Updated by Run Paint Run Run over 2 years ago
It appears that http://www.geocities.jp/kosako3/oniguruma/doc/RE.txt did not accurately reflect the behaviour on Onigurma before this patch. For example, [[:word:]] used to match No and Nl characters; but now it doesn't. [[:print:]], [[:graph:]], and [[:cntrl:]] used to match private-use and format characters; now they don't. It's an easy fix, either way, but it would be nice to have the specs agree with reality.
Updated by Yui NARUSE over 2 years ago
RE.txt is for original Oniguruma, not for Ruby 1.9's regexp. We may need our own document. I think, POSIX properties should follow UTS18. If you have a patch, I'll merge it.
Updated by Run Paint Run Run over 2 years ago
> RE.txt is for original Oniguruma, not for Ruby 1.9's regexp.
> We may need our own document.
Absolutely. :-) Can I open a ticket?
> I think, POSIX properties should follow UTS18.
UTS18 defines [[:word:]] as: \p{alpha}, \p{gc=Mark}, \p{digit}, \p{gc=Connector_Punctuation}. Where 'digit' is defined elsewhere as Nd. So [[:word:]] shouldn't match No and Nl, which means that the current version is right, and the old wrong.
[[:print:]] is defined as \p{graph} \p{blank} -- \p{cntrl}, where '--' means 'set difference'.
[[:graph:]] is defined as [^\p{space} \p{gc=Control} \p{gc=Surrogate} \p{gc=Unassigned}]. Private use characters are in the Co category, so neither [[:graph:]] or [[:print:]] encompasses them. Format characters are in category Cf, so neither [[:graph:]] nor [[:print:]] includes them.

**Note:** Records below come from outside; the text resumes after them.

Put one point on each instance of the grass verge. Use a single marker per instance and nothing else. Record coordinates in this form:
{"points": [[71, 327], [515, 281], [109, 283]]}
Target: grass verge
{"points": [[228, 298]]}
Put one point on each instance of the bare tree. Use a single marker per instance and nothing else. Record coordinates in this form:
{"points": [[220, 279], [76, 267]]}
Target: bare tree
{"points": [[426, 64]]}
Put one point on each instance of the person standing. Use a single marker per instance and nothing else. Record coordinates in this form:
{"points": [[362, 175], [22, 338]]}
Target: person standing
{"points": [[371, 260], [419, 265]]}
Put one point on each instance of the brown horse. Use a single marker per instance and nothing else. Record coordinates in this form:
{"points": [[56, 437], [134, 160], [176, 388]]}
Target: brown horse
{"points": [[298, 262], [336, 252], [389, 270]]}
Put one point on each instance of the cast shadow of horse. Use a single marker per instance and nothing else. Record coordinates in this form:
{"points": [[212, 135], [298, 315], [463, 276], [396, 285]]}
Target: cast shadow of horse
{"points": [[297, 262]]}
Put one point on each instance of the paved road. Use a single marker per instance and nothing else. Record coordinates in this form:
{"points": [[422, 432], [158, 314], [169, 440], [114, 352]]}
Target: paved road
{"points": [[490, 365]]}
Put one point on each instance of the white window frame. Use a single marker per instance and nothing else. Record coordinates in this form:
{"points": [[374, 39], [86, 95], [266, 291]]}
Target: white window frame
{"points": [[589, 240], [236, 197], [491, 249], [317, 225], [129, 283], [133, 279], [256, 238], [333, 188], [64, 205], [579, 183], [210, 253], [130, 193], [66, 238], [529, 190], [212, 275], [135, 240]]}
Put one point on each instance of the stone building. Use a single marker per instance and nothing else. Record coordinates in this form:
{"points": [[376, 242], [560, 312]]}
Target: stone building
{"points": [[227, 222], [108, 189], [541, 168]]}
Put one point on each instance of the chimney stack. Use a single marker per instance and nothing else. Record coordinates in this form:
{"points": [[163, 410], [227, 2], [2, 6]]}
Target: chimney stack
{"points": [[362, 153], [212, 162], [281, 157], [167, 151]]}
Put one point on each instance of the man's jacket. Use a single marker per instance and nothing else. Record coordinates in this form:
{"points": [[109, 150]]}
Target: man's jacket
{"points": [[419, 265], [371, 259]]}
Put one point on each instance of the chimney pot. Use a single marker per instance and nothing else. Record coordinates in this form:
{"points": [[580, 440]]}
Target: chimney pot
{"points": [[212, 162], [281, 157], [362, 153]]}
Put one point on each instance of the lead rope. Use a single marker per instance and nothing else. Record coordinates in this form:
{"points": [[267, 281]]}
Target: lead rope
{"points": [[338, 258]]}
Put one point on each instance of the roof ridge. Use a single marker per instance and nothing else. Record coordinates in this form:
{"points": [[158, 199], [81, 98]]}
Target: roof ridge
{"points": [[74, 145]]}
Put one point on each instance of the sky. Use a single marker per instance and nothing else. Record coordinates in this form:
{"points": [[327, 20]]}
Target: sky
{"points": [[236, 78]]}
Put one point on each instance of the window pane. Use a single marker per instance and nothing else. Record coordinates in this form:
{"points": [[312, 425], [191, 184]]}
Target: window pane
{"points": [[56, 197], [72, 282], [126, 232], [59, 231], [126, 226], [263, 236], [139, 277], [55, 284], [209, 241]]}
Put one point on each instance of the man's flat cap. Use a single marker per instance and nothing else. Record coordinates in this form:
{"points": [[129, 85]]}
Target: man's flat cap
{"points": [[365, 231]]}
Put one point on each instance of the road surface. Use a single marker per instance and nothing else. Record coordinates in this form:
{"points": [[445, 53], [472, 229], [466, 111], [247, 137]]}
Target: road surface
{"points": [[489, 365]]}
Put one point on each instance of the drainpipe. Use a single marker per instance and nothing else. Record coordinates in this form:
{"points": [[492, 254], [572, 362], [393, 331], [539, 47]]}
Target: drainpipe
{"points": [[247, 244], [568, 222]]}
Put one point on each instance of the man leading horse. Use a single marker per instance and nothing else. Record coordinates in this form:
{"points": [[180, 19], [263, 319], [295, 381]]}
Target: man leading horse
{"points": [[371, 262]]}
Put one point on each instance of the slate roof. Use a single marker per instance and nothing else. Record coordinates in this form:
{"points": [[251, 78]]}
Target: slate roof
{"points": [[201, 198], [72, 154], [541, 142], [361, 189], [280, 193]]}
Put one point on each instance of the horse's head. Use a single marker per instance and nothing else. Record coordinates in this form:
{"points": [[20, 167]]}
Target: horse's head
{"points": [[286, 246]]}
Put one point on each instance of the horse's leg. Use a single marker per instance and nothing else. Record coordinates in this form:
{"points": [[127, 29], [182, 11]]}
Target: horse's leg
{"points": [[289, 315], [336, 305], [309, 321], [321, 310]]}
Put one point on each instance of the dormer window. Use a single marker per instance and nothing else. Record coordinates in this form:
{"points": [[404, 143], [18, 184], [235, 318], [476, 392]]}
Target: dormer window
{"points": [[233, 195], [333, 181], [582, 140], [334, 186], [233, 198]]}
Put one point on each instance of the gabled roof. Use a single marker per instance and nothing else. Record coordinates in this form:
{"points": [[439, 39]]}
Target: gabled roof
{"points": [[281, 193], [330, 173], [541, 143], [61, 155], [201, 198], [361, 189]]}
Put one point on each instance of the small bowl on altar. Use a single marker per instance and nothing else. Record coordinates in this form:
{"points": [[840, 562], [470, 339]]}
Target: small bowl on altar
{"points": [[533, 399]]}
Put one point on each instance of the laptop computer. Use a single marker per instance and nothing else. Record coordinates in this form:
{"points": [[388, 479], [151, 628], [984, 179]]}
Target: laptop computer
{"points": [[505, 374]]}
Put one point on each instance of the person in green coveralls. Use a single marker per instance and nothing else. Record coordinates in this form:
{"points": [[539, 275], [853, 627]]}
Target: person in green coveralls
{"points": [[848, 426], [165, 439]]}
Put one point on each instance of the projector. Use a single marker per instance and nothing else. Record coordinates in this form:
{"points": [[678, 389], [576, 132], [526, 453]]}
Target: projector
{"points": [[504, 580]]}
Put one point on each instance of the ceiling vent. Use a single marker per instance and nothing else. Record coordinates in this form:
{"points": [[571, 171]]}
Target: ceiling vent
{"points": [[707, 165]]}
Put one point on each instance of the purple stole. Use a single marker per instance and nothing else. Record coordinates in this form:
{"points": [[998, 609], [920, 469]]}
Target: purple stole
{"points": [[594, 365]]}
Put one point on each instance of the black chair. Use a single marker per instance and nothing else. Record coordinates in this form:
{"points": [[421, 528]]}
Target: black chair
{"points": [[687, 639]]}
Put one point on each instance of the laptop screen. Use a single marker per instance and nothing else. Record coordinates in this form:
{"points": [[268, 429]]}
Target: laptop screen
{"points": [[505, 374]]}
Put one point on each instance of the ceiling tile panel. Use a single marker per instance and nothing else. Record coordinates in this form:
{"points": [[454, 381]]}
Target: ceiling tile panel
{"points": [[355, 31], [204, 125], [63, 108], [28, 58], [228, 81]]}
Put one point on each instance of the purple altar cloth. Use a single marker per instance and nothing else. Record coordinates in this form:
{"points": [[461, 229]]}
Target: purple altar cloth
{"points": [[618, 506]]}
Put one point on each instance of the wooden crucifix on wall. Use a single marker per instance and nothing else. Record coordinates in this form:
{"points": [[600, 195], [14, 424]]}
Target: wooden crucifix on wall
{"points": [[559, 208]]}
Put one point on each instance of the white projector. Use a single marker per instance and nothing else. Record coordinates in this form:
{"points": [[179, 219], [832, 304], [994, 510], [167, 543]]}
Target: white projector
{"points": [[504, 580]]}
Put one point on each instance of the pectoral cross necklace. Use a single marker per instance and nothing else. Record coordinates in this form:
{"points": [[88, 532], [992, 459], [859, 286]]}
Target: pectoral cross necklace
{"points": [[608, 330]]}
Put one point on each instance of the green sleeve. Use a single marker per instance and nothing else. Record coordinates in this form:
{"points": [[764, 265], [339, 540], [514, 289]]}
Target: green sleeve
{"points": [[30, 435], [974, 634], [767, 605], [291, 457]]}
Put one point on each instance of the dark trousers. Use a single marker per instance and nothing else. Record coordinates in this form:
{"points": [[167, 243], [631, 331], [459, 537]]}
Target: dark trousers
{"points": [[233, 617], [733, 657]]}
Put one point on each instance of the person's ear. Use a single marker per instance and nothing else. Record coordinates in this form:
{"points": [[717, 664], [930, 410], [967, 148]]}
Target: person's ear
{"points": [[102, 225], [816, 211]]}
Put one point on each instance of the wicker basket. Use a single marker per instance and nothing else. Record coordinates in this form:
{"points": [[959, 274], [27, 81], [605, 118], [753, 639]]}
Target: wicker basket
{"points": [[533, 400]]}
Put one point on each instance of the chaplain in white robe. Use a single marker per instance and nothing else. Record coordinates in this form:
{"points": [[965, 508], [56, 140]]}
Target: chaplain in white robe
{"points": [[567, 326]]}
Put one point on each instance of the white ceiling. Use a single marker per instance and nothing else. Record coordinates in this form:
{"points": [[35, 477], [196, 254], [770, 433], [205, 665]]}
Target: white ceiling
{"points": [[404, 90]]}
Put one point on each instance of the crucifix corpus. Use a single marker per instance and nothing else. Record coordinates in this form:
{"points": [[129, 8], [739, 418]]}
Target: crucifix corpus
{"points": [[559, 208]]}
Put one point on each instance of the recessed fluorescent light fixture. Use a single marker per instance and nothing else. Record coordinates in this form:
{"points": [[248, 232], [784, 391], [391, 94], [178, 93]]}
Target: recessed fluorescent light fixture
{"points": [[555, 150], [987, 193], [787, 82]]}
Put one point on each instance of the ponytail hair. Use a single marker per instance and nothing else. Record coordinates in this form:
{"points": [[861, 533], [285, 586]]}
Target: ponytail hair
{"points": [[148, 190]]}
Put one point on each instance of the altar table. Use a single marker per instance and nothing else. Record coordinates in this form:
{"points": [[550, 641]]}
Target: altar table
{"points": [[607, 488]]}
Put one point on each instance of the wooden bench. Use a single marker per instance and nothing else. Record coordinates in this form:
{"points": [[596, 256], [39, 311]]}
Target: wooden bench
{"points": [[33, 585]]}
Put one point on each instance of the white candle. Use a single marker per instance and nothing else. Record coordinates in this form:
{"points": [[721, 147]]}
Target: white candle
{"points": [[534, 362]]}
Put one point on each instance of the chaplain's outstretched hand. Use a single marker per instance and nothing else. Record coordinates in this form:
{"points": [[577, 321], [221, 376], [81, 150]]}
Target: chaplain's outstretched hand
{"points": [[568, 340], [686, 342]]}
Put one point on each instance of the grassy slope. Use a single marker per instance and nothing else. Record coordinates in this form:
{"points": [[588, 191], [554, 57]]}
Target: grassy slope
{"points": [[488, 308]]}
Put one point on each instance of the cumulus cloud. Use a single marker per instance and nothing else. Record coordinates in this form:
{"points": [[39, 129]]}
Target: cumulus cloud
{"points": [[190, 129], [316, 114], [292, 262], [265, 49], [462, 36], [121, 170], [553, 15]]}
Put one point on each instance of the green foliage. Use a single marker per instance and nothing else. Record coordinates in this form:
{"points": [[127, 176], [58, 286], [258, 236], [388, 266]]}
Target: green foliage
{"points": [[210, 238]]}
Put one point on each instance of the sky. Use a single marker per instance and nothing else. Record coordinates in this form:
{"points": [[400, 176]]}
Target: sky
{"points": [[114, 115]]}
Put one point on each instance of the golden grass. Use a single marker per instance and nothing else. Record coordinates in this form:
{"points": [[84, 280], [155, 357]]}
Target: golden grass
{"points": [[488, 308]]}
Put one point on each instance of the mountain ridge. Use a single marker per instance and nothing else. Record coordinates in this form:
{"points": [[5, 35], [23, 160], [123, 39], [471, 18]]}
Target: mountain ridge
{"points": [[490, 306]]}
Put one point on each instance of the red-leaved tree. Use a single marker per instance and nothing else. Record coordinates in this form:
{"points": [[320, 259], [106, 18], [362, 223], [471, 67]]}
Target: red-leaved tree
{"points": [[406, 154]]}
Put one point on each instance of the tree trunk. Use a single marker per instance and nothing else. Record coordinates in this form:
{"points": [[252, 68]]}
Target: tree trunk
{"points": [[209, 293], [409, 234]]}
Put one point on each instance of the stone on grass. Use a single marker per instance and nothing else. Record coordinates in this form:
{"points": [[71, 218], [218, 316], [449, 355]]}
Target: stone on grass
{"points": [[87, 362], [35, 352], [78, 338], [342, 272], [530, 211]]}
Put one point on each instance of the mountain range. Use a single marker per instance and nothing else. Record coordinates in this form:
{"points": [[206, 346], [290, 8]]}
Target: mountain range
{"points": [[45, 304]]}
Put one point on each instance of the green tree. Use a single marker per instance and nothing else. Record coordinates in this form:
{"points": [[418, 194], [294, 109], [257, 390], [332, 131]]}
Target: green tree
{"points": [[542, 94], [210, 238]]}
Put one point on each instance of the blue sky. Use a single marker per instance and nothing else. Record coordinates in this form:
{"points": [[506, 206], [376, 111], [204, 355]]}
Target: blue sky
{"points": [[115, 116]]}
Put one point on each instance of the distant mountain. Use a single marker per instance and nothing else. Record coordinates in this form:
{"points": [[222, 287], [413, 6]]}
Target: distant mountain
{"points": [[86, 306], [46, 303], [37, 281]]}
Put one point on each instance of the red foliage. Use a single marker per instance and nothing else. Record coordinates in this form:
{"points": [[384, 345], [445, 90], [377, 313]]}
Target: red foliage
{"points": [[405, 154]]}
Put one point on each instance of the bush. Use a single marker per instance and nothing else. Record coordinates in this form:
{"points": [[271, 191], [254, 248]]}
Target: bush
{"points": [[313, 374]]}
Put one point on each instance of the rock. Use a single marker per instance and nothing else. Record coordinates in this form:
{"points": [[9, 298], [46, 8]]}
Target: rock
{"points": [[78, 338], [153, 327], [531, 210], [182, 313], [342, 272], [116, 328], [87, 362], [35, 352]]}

[[:cntrl:]] is defined as \p{gc=Control}, i.e. members of Cc (not C, as you may expect). This again excludes format and private-use characters.
So it appears that the patch was correct, and the previous Onigurma was wrong. I'll leave it you decide whether this needs backporting. Sorry for the trouble.
Updated by Yui NARUSE over 2 years ago
> > RE.txt is for original Oniguruma, not for Ruby 1.9's regexp. > > We may need our own document. > > Absolutely. :-) Can I open a ticket? Yes, please. I think, this change is not a bugfix. But whether backport a patch or not is depend on stable maintainer. If you want to backport, open a ticket on 1.9.1 as backport and persuade yugui.
Updated by Yukihiro Matsumoto over 2 years ago
Hi, In message "Re: [ruby-core:25413] [Feature #1889] Teach Onigurma Unicode 5.0 Character Properties" on Sun, 6 Sep 2009 01:46:46 +0900, Run Paint Run Run <redmine@ruby-lang.org> writes: |It appears that http://www.geocities.jp/kosako3/oniguruma/doc/RE.txt did not accurately reflect the behaviour on Onigurma before this patch. Our Oniguruma is forked one. The original Oniguruma found in geocities.jp has not been changed. matz.